During the last decades, significant progress has been made in understanding the key biochemical mechanisms responsible for biomineral formation in model organisms like diatoms or coccolithophores. In contrast, the mechanisms that control the intricate mineral construction in dinoflagellates are practically unknown. This is very surprising, because structure formation does not take place in an intracellular, deposition vesicle, but instead in a less controlled, extracellular space, the so-called outer matrix. This makes dinoflagellates a well-suited model system especially in view of biomimetic materials synthesis. Together with the group Lia Addadi and Steve Weiner (Weizmann-Institute of Science) we developed a new dinoflagellate biomineralization model.
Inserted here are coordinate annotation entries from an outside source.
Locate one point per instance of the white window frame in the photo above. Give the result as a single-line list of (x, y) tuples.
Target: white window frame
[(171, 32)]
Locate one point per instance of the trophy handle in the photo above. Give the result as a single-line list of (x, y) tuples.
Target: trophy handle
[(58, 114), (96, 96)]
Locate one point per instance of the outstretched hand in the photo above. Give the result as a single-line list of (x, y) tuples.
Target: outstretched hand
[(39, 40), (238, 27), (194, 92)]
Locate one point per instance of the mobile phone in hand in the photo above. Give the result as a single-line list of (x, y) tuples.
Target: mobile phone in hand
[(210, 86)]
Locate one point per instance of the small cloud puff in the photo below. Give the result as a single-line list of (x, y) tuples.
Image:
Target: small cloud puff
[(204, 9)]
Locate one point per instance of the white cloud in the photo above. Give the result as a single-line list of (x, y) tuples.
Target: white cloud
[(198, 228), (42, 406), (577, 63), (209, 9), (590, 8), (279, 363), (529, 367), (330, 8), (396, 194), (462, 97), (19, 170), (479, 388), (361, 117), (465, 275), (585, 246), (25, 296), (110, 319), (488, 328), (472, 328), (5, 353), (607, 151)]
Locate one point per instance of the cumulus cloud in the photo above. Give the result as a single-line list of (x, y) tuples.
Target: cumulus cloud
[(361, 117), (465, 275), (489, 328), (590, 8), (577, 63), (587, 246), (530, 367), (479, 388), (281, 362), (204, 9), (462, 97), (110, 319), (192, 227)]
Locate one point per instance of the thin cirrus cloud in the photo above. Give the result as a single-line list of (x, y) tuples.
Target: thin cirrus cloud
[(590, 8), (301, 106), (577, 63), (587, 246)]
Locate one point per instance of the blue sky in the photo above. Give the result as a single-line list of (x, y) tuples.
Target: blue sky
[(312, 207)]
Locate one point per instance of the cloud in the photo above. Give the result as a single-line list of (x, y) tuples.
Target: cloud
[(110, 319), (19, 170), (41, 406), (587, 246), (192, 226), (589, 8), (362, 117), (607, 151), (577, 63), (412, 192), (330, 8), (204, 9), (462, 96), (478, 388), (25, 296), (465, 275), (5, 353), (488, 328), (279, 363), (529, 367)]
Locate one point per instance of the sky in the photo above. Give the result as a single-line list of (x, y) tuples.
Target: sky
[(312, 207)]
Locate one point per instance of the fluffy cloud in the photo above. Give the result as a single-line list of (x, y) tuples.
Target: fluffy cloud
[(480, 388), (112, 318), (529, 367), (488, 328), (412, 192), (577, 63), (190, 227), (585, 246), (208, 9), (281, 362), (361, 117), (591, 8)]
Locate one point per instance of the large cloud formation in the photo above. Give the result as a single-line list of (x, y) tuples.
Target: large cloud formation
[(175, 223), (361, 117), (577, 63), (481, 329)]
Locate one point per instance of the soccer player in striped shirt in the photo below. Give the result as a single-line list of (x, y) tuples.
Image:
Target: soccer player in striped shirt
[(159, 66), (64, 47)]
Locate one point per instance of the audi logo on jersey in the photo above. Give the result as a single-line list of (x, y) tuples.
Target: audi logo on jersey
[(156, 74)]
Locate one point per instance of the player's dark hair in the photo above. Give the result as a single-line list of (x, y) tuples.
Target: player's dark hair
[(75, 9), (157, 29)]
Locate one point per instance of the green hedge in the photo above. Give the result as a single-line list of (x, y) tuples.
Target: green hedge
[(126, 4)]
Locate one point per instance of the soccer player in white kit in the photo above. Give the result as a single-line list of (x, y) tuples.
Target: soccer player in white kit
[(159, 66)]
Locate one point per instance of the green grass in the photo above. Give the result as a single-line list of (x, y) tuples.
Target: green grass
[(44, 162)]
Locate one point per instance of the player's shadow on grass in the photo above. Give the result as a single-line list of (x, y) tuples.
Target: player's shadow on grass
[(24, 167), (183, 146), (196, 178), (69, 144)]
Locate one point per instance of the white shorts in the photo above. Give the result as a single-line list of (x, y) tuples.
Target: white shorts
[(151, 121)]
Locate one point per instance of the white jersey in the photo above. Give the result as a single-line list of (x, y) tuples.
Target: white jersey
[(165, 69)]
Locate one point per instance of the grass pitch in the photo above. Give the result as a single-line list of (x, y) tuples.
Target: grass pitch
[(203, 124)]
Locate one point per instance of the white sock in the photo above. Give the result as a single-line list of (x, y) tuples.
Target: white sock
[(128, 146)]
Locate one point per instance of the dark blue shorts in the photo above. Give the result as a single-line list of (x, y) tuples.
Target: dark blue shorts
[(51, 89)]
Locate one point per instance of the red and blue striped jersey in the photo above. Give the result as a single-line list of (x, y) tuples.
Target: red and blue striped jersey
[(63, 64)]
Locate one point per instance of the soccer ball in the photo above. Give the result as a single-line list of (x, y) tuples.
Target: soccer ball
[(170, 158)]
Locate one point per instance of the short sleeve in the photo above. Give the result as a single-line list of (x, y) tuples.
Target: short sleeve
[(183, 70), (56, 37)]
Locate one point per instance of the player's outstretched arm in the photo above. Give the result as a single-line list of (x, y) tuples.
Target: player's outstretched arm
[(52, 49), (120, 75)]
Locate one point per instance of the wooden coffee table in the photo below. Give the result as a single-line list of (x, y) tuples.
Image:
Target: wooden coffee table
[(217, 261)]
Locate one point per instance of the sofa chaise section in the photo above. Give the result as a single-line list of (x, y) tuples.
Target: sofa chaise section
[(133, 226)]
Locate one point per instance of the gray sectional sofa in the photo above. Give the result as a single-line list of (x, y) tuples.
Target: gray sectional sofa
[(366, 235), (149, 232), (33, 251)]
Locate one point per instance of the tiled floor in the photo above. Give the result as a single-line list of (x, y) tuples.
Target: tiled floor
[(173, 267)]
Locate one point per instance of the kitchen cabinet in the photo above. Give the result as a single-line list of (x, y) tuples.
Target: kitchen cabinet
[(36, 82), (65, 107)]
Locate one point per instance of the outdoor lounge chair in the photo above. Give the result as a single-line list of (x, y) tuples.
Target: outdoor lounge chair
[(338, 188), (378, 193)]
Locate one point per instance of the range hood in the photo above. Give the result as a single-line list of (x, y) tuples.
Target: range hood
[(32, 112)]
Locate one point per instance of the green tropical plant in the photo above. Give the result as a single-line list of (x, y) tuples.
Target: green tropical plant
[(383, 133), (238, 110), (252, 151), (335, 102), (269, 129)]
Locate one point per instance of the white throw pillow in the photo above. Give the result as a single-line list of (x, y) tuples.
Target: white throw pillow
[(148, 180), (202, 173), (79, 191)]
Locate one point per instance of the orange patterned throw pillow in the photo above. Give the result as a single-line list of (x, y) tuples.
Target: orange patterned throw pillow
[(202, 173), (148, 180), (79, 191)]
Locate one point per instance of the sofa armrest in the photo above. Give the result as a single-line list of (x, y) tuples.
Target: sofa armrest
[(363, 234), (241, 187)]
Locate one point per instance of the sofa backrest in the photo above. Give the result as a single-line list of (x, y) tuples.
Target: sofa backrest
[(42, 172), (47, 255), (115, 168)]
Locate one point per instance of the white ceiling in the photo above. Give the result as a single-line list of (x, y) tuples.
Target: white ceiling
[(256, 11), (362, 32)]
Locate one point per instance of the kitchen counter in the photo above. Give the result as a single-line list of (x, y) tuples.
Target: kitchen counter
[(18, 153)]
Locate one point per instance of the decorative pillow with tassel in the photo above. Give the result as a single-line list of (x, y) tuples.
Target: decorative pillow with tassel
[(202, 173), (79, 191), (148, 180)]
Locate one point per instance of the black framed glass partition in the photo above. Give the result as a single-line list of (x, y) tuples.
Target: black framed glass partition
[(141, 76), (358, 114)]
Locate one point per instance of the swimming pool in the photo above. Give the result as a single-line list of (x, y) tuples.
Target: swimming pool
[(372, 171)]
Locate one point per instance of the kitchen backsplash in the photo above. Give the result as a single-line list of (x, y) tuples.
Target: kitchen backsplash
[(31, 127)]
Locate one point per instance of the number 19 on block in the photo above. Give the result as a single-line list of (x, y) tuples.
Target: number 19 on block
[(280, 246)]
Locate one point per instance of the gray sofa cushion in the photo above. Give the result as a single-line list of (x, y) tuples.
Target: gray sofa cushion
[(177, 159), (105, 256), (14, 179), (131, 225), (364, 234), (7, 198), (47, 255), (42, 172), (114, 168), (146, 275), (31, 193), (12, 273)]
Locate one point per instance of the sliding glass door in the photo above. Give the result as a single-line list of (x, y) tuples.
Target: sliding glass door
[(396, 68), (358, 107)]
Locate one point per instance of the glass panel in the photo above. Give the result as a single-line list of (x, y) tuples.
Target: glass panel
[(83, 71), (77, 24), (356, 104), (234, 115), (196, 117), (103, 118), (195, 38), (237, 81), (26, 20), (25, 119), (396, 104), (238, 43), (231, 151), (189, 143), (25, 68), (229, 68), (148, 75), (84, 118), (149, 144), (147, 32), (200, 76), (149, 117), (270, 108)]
However, many details of structure morphogenesis are still not understood.

To study calcium carbonate biomineralization in dinoflagellates we combine spectroscopic techniques (ICP-OES, vibrational spectroscopy, NMR, mass spectrometry incl. nano-SIMS) with advanced bioimaging (in vivo-fluorescence, cryo electron microscopy, FIB-SEM-EBSD) as a most promising approach.

In addition, we aim to generate dinoflagellate-based biomaterials. Mesoporous structures are an increasingly important class of materials with high significance in many technological domains. Bio-derived mesoporous systems are even more compelling because of their biocompatibility. For this reason, we aim to combine the biological fundamentals of structure formation with materials applications, especially in catalysis, optics and as functional microcapsules.

Another focus of our work is the function of anhydrous guanine crystals in dinoflagellates. Guanine crystals are used by certain animals, including vertebrates, to produce structural colors or to enhance vision, because of their distinctive reflective properties. Today, about half of the global production of oxygen is carried out by algal photosynthesis in the oceans. In C.operosum aff. the deposits of anhydrous guanine crystals are closely associated with the chloroplast network. We investigate whether the guanine crystals influence the cell’s photosynthetic performance.